UNITED NATIONS — The U.N. says its humanitarian office is mobilizing an experienced team from around the world to coordinate the complex evacuation of civilians from the besieged steel plant in the battered Ukrainian city of Mariupol with the International Committee of the Red Cross.
U.N. Secretary-General António Guterres and Russian President Vladimir Putin agreed in principle to U.N. and ICRC participation in the evacuation from the plant during a nearly two-hour, one-on-one meeting Tuesday. The sprawling Azovstal complex, which has been almost completely destroyed by Russian attacks, is the last pocket of organized Ukrainian resistance in Mariupol. An estimated 2,000 troops and 1,000 civilians are said to be holed up in bunkers underneath the wrecked structure.

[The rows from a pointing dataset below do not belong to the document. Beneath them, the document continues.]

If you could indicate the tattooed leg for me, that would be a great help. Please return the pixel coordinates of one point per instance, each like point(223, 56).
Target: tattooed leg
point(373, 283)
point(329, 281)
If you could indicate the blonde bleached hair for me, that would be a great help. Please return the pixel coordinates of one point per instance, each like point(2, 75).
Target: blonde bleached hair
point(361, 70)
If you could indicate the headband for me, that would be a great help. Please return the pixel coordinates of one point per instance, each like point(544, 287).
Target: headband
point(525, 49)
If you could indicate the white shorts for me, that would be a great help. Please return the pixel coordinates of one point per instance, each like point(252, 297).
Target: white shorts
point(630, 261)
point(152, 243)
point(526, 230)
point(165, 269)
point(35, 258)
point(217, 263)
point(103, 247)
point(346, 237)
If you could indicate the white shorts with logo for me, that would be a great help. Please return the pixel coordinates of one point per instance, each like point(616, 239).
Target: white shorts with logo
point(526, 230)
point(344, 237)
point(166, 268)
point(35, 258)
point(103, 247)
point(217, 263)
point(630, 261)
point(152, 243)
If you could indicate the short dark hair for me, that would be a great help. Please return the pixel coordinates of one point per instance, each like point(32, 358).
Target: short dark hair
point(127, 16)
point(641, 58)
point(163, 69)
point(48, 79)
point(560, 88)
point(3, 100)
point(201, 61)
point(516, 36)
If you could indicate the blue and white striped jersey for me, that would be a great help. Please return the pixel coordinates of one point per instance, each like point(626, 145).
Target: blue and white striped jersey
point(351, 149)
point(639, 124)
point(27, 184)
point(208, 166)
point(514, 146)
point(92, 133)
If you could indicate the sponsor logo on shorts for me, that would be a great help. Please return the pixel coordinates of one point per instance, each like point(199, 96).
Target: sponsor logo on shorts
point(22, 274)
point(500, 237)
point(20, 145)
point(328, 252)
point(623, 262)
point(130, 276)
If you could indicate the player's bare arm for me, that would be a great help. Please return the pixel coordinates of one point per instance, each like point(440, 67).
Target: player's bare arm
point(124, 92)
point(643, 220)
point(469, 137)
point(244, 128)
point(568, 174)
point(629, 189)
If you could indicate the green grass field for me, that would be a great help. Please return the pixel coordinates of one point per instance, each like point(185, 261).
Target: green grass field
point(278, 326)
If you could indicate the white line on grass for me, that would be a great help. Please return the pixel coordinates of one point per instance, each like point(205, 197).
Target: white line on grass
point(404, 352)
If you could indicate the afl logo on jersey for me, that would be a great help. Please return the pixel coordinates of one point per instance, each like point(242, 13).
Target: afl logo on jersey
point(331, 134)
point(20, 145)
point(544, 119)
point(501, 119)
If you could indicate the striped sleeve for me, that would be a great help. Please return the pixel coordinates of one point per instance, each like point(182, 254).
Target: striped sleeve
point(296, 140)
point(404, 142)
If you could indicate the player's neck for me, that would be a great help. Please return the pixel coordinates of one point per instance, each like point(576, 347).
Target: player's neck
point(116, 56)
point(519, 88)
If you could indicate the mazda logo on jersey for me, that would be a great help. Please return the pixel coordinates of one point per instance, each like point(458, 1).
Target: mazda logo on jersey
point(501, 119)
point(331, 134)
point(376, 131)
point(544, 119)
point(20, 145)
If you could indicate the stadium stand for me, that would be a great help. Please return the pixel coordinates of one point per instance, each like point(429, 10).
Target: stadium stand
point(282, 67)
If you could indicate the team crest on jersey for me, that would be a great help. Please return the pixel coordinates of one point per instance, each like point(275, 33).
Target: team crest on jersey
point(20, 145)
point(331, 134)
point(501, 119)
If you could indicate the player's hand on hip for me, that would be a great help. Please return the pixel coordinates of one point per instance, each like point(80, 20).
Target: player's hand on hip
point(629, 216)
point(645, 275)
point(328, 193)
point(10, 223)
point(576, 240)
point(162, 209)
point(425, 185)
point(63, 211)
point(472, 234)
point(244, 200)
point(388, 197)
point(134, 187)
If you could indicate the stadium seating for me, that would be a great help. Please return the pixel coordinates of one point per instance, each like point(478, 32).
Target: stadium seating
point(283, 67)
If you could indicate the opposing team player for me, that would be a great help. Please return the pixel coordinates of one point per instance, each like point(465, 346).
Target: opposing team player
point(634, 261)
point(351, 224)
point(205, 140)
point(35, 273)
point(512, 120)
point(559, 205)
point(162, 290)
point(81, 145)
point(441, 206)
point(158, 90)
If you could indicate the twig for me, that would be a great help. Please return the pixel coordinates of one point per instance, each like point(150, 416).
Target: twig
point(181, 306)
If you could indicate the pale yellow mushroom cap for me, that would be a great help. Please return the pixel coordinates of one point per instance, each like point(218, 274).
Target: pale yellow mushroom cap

U.N. deputy spokesman Farhan Haq told reporters Wednesday that the U.N. is trying to translate the Guterres-Putin agreement in principle “into an agreement in detail and an agreement on the ground.”
“And ultimately what we want is to make sure that a cease-fire would be respected that would allow us to move people safely,” he said.
Haq said U.N. officials are having follow-on discussions Wednesday with authorities in Moscow and Kyiv “to develop the operational framework for the timely evacuation of civilians.”
He said the exact timing depends on the outcome of discussions between the U.N. humanitarian office and Russia’s Ministry of Defense in Moscow as well as between the U.N. crisis coordinator for Ukraine, Amin Awad, and the authorities in Kyiv, where Guterres will be meeting Ukraine’s President Volodymyr Zelenskyy on Thursday.